Brett Marston, and in response James Joyner, have commented on the issue of Trade Promotion Authority (once known as "Fast Track") in the context of current Senate filibusters of President Bush's Appeals Court nominees.

The main issue being Bret's contention that Republican Senators are being hypocritical by insisting on a strict constitutional standard for nominees (i.e., a straight majority vote v. the supermajority of the filibuster), while voting for TPA which creates a simple-majority vote system for trade deals, which Bret sees as violating the super-majority standard for treaties in the Constitution.

For the sake of clarification, I would note that TPA doesn't actually apply to treaties, but to the more narrowly defined "trade agreement" and is a legislatively created legal category that it took both Houses of Congress to pass.

TPA works like this: the President negotiates a trade deal with a foreign country (or countries) and submits the proposal to Congress. BOTH Houses of Congress then have an up or down vote on the proposal, and the vote is a normal majority. The goal is to allow all negotiations to take place during the actual negotiations with the foreign government in question, rather than allowing the Senate to amend the deal post-negotiation. The logic being that foreign governments will not want to negotiate, or will hold back, knowing that even once a treaty is signed that it would potentially have to negotiate with the US Senate. NAFTA was approved in this fashion.

In short, trade agreements have the character of regular legislation, not a treaty, and therefore the comparison to the confirmation process is not really accurate.

Now, one could argue that this is doing an end-run around a constitutional provision, but still, having a legal category created by the full Congress is several degress different than the issue of Senate rules. Indeed, it is possible, I suppose, that Congress created an unconstitutional category that violates the treaty powers outlined in the Constitution. However, the only way to know that for sure would be for the US Supreme Court to say so.

Also, TPA originally dates back to the 1970s, and was renewed several times before it was allowed to lapse during the Clinton administration. As such, it has not historically been a partisan issue, as Democratically-controlled Congresses originally created, and renewed several times, said authority.

Posted by Steven Taylor at June 10, 2003 11:01 AM | TrackBack
Comments

Interesting post. Two problems, though:

1) So NAFTA is not a treaty? That's weird. Sounds fishy to me. The decision of whether or not these trade agreements go into the box of treaties for the purposes of Article II, Section 2, or into the box of "legislation," is a decision that is apparently governed by considerations of political expediency and ideology rather than "strict" constitutional construction. Once you open the door here, it's really hard to close it without recourse to extraconstitutional principles.

2) You can't rely on the Supreme Court to bail you out of this; some constitutional values are not enforced by the court and probably shouldn't be, and at the very least there is a wide realm where even the courts are willing to find political questions. Some constitutional provisions are addressed primarily to non article III actors and should be viewed as enforceable through political pressure, not through courts.

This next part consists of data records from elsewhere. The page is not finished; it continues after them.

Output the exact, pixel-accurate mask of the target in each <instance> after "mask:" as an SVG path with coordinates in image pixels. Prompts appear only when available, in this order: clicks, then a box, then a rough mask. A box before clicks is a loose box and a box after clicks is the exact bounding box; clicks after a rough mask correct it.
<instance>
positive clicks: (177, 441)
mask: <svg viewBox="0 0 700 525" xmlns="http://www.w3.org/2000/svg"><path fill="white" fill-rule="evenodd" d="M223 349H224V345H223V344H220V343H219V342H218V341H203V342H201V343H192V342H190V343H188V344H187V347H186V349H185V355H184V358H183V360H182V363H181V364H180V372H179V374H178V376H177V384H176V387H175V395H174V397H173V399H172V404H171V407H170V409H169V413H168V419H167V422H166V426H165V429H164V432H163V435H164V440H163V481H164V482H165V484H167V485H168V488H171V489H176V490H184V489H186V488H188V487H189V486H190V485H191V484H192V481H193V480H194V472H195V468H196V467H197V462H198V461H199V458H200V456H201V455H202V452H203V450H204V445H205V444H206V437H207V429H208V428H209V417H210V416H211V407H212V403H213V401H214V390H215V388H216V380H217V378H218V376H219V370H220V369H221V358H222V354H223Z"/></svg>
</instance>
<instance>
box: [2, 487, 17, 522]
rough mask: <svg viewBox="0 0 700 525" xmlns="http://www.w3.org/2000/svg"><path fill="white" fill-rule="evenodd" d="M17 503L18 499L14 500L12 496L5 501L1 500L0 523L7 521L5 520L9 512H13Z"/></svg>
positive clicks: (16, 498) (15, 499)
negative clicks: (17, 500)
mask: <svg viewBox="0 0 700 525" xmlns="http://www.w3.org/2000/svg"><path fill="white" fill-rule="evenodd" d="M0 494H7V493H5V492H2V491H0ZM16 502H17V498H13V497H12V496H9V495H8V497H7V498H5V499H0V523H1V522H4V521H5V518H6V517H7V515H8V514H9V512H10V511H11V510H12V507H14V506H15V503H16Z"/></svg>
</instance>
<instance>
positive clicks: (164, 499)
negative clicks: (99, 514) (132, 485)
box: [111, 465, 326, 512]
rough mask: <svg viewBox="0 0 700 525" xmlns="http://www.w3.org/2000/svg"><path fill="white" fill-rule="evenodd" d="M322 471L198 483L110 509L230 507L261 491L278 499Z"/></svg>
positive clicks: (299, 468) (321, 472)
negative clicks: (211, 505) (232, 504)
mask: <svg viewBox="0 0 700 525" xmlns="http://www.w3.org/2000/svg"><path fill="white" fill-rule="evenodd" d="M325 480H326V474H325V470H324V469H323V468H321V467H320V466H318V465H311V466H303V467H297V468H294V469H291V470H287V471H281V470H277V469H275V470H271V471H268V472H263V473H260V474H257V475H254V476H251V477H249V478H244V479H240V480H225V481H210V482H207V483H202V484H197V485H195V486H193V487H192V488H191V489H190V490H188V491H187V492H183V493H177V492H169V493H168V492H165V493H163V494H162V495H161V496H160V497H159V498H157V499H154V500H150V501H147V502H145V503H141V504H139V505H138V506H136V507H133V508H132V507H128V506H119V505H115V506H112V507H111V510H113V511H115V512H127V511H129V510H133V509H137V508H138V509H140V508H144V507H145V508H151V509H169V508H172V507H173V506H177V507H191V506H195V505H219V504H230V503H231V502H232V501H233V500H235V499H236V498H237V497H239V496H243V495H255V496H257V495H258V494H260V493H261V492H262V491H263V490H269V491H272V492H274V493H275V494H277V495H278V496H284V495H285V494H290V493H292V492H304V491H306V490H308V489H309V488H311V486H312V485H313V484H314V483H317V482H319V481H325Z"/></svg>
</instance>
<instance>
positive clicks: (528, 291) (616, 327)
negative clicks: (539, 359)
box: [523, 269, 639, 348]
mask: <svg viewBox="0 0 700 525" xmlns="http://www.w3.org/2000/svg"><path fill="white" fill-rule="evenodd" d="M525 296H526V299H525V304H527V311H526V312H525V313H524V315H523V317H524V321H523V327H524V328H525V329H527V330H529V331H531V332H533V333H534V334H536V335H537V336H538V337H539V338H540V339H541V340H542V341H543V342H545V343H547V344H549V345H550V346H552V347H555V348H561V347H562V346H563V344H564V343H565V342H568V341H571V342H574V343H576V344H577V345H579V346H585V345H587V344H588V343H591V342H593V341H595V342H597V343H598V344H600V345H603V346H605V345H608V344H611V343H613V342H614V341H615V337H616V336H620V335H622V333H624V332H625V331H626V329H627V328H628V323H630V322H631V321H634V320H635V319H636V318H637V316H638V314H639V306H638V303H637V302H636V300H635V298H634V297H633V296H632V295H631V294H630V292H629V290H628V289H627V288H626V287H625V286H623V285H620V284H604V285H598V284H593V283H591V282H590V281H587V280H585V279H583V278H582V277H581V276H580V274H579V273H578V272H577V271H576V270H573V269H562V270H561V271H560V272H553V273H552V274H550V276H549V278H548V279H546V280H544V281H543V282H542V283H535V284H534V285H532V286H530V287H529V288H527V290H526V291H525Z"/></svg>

Posted by: Brett at June 10, 2003 02:35 PM

Yup--consider the name: "The North American Free Trade Agreement" and it went into effect as the result of passage in both Houses of Congress by a stright yes or no vote.

It really wouldn't be an Article II "treaty".

And actually, I am not looking to be bailed out, per se, but was pointing out that the Supremes might be the only way to have a definitive answer. As I think about, I think that there are actually some SC cases that may ber relevant, but Conlaw isn't my area of expertise.

Posted by: Steven at June 10, 2003 03:57 PM

OK, so whether it's called "an agreement" or "a treaty" determines whether or not it actually is a treaty? I thought that there were independent standards for evaluating these things, especially if one holds to certain views about finding framers' intent.

As Jim points out, the Senate's own website argues that the distinction between the two was primarily a matter of congressional conveniece: it's hard to pass treaties, so Congress and the Senate created a different category with different procedures. And someone should tell the press that these things aren't "treaties."

Reminds me of the argument that Vietnam wasn't a war but a "police action." Small consolation to those sent to fight. . .

Posted by: Brett at June 10, 2003 04:12 PM

No, I wasn't suggesting that the name, per se, meant it wasn't a treaty, but that there is legal significance that it is a "trade agreement" rather than a treaty, and yes, that legal category was created at least in part (if not totally) because "real" treaties are hard to pass.

The bottom line is, that Fast Track Authority, and now TPA, were legislatively created, and are in a different category than the rules a given chamber sets for itself (i.e., I would argue that you are comparing apples and oranges in the post that started all of this--although I take the point that started the thread--but as I pointed out in my other post--you were right that cloture votes and confirmation votes are also apples and oranges: you can't have it both ways :).

And legally the Vietnam War wasn't a war, as least constitutionally. That matters, depending on the kind of conversation one is having. Legal categories have significance. Like the cloture vote v. confirmation vote issue--they are different legal categories, and calling them both "votes" misses part of the institutional significance of their existence.